Some highlights from the mysql config
max_connections = 1200 thread_stack = 512K thread_cache_size = 1024 thread_concurrency = 16 innodb-file-per-table innodb_additional_mem_pool_size = 16M innodb_buffer_pool_size = 13G
Any help on tracing the source of the slowdown is appreciated.
[EDIT] I have been updating the sysctl values for the network but they don't seem to be fixing the problem. I made the following adjustments on both the database and application servers.

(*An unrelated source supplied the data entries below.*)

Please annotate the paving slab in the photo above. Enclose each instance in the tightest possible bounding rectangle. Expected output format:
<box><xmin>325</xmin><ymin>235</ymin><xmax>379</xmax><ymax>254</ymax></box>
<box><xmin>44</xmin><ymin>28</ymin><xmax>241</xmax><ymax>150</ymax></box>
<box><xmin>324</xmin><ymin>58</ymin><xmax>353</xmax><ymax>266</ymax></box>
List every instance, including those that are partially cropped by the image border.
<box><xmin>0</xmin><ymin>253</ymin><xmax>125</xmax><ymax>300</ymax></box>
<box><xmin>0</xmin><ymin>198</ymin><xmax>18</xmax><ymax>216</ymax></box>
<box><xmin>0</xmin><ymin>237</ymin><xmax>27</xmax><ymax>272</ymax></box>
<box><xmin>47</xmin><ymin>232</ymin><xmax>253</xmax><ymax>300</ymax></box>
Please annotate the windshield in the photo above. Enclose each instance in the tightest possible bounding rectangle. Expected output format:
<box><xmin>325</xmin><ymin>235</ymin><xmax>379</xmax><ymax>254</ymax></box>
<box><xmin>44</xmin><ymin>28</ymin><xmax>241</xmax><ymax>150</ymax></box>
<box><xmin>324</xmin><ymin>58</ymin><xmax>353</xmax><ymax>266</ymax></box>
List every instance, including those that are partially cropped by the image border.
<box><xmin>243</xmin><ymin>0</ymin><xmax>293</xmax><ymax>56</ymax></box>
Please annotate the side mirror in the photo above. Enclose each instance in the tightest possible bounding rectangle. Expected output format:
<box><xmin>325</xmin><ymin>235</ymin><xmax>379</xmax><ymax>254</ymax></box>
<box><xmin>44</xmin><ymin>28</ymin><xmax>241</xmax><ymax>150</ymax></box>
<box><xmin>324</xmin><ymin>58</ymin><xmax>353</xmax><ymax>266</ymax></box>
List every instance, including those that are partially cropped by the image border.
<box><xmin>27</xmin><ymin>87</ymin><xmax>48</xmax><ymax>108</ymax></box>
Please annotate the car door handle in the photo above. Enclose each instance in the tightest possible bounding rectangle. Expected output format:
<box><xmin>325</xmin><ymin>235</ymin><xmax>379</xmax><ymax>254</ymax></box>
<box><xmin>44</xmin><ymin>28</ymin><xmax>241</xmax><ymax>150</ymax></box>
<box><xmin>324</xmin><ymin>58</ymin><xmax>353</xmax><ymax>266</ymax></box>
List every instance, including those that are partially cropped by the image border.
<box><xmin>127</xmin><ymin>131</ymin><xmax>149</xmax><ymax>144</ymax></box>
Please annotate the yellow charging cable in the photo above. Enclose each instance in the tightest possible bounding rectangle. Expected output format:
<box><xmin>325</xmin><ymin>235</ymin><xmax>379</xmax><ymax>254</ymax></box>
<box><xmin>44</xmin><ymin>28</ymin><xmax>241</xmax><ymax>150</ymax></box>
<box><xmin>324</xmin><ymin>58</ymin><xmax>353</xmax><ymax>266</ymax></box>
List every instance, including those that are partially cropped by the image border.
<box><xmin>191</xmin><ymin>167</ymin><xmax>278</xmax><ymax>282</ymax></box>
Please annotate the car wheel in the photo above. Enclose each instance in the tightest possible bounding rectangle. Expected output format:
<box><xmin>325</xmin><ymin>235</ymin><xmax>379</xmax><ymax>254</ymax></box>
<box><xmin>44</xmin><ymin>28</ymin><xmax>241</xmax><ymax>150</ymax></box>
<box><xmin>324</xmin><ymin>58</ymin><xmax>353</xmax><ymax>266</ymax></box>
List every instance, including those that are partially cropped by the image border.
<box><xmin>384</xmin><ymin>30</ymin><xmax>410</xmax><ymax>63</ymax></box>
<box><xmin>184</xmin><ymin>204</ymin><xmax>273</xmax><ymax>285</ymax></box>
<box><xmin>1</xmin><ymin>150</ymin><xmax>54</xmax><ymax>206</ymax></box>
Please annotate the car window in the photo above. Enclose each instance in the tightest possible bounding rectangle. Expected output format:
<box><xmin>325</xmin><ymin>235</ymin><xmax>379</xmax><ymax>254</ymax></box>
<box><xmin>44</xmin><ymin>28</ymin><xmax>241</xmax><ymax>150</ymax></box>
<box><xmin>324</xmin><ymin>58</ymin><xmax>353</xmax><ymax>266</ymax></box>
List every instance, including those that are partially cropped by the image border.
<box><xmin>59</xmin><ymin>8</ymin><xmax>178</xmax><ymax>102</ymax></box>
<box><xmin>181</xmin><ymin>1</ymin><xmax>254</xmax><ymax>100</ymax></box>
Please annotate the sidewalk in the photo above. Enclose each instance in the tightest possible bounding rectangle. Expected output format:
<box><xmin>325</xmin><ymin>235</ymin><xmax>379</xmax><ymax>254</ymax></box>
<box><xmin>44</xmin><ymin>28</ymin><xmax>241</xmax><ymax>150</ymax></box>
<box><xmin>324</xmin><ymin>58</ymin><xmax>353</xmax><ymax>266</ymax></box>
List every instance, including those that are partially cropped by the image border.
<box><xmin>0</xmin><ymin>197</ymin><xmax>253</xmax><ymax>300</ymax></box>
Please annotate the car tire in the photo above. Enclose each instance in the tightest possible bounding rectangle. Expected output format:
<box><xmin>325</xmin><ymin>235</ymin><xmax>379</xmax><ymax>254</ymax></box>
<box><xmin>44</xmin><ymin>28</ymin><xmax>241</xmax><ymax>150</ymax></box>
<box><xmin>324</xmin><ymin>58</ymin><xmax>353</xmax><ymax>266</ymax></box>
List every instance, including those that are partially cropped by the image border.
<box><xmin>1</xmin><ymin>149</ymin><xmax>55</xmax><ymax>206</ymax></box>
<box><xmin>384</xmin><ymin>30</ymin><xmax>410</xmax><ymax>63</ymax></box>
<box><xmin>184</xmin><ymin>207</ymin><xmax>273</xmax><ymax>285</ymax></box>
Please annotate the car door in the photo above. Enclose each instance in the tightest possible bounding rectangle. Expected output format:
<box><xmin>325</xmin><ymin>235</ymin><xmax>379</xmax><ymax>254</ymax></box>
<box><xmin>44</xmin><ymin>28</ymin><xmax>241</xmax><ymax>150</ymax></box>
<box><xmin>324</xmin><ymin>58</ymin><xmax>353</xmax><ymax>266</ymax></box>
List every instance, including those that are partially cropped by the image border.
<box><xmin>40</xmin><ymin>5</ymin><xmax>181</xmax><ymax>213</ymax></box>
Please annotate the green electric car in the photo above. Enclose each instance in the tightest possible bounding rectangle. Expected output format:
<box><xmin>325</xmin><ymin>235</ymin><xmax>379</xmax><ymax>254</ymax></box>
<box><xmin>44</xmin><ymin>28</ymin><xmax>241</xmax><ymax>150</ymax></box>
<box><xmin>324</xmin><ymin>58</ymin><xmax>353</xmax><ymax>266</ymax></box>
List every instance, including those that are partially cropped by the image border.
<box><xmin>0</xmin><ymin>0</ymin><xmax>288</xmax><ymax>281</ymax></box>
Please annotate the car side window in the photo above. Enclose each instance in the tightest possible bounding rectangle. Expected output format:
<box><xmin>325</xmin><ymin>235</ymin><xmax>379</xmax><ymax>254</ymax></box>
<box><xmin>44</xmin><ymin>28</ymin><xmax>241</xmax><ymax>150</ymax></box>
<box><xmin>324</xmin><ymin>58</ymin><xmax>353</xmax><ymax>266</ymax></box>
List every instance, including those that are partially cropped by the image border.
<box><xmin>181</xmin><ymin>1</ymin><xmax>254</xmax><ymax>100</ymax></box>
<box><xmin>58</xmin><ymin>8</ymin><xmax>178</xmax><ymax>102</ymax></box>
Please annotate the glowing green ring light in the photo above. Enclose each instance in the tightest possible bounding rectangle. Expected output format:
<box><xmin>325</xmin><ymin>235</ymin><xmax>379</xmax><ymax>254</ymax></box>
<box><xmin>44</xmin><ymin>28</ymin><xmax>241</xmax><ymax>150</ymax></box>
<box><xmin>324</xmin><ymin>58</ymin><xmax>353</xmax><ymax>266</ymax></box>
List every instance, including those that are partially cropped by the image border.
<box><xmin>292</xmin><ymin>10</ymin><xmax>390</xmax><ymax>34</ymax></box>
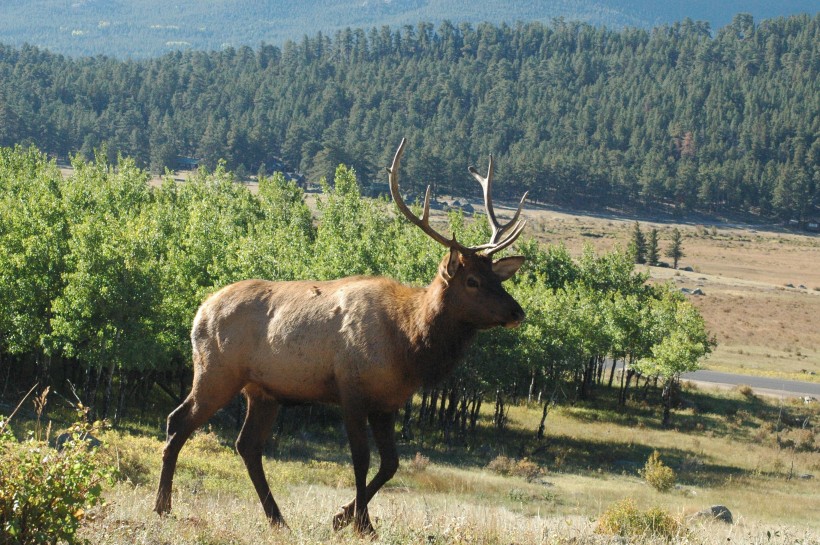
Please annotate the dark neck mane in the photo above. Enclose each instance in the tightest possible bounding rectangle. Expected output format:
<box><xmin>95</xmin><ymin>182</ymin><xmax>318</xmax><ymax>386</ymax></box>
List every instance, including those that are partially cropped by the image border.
<box><xmin>407</xmin><ymin>278</ymin><xmax>476</xmax><ymax>386</ymax></box>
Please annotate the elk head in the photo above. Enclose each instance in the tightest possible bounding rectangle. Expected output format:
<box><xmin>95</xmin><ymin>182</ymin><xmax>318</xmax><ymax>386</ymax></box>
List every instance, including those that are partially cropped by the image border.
<box><xmin>387</xmin><ymin>139</ymin><xmax>527</xmax><ymax>329</ymax></box>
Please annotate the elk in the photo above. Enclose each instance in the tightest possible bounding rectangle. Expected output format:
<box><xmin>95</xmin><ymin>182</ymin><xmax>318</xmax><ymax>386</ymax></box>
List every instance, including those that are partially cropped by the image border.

net.ipv4.tcp_window_scaling = 1 net.ipv4.tcp_sack = 0 net.ipv4.tcp_timestamps = 0 net.ipv4.tcp_fin_timeout = 20 net.ipv4.tcp_keepalive_time = 180 net.ipv4.tcp_max_syn_backlog = 1280 net.ipv4.tcp_synack_retries = 1 net.core.rmem_max = 16777216 net.core.wmem_max = 16777216 net.ipv4.tcp_rmem = 4096 87380 16777216 net.ipv4.tcp_wmem = 4096 87380 16777216
[EDIT] Per jaimieb's suggestion, I added some tracing and captured the following data using time. This server handles about 51 queries/second at this the time of day. The connection error was raised once (at 13:06:36) during the 3 minute window outlined below. Since there was 1 failure and roughly 9,200 successful connections, I think this isn't going to produce anything meaningful in terms of reporting.
Script:
date >> /root/database_server.txt (time mysql -h database_Server -D schema_name -u appuser -p apppassword -e '') > /dev/null 2>> /root/database_server.txt
Results:
=== Application Server 1 === Mon Feb 22 13:05:01 EST 2010 real 0m0.008s user 0m0.001s sys 0m0.000s Mon Feb 22 13:06:01 EST 2010 real 0m0.007s user 0m0.002s sys 0m0.000s Mon Feb 22 13:07:01 EST 2010 real 0m0.008s user 0m0.000s sys 0m0.001s === Application Server 2 === Mon Feb 22 13:05:01 EST 2010 real 0m0.009s user 0m0.000s sys 0m0.002s Mon Feb 22 13:06:01 EST 2010 real 0m0.009s user 0m0.001s sys 0m0.003s Mon Feb 22 13:07:01 EST 2010 real 0m0.008s user 0m0.000s sys 0m0.001s === Database Server === Mon Feb 22 13:05:01 EST 2010 real 0m0.016s user 0m0.000s sys 0m0.010s Mon Feb 22 13:06:01 EST 2010 real 0m0.006s user 0m0.010s sys 0m0.000s Mon Feb 22 13:07:01 EST 2010 real 0m0.016s user 0m0.000s sys 0m0.010s
[EDIT] Per a suggestion received on a LinkedIn question, I tried setting the back_log value higher. We had been running the default value (50) and increased it to 150. We also raised the kernel value /proc/sys/net/core/somaxconn (maximum socket connections) to 256 on both the application and database server from the default 128. We did see some elevation in processor utilization as a result but still received connection timeouts.